ViT Fine-tuned on Stanford Car Dataset

Base model: https://huggingface.co/google/vit-base-patch16-224

This achieves around 86% on the testing set, you can use it as a baseline for further tuning.

Dataset Description

The Stanford car dataset contains 16,185 images of 196 classes of cars. Classes are typically at the level of Make, Model, Year, e.g. 2012 Tesla Model S or 2012 BMW M3 coupe. The data is split into 8144 training images, 6,041 testing images, and 2000 validation images in this case.

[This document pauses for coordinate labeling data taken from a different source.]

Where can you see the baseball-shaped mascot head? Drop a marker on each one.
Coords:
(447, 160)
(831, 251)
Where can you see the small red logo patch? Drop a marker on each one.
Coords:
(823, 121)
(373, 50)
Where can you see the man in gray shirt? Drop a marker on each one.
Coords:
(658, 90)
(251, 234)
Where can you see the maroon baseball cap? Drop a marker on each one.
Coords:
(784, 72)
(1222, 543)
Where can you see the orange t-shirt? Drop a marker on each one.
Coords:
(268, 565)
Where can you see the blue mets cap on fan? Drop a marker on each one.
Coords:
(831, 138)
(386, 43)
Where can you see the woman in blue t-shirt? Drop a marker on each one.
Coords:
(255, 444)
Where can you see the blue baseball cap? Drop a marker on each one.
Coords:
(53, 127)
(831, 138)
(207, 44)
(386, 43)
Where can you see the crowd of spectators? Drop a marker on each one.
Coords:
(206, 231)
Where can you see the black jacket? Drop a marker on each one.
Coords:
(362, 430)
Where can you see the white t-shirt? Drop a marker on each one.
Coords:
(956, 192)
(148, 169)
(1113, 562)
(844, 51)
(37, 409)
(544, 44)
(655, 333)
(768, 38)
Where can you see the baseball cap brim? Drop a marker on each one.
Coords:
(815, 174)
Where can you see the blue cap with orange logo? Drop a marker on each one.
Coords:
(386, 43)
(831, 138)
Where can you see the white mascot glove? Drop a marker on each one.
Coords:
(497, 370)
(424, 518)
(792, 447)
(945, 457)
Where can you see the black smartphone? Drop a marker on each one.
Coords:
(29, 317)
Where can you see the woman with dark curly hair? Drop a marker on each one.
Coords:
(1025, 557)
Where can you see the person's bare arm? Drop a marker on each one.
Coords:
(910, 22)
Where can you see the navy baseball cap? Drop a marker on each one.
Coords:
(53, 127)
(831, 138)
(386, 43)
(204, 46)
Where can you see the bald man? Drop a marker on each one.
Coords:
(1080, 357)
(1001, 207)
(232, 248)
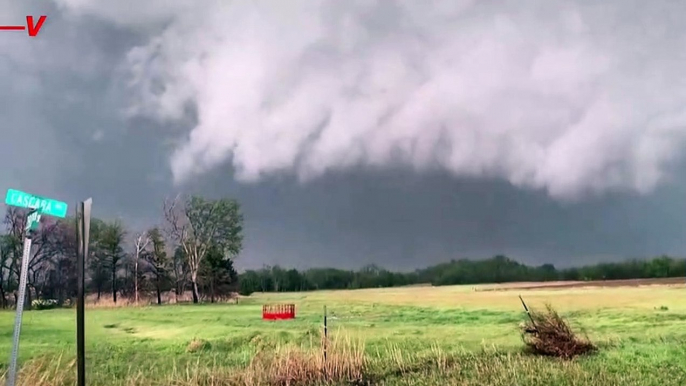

** Please note: this dataset does not contain newer car models **

Using the Model in the Transformer Library

from transformers import AutoFeatureExtractor, AutoModelForImageClassification

extractor = AutoFeatureExtractor.from_pretrained("therealcyberlord/stanford-car-vit-patch16")
model = AutoModelForImageClassification.from_pretrained("therealcyberlord/stanford-car-vit-patch16")

Citations

3D Object Representations for Fine-Grained Categorization Jonathan Krause, Michael Stark, Jia Deng, Li Fei-Fei 4th IEEE Workshop on 3D Representation and Recognition, at ICCV 2013 (3dRR-13). Sydney, Australia. Dec. 8, 2013.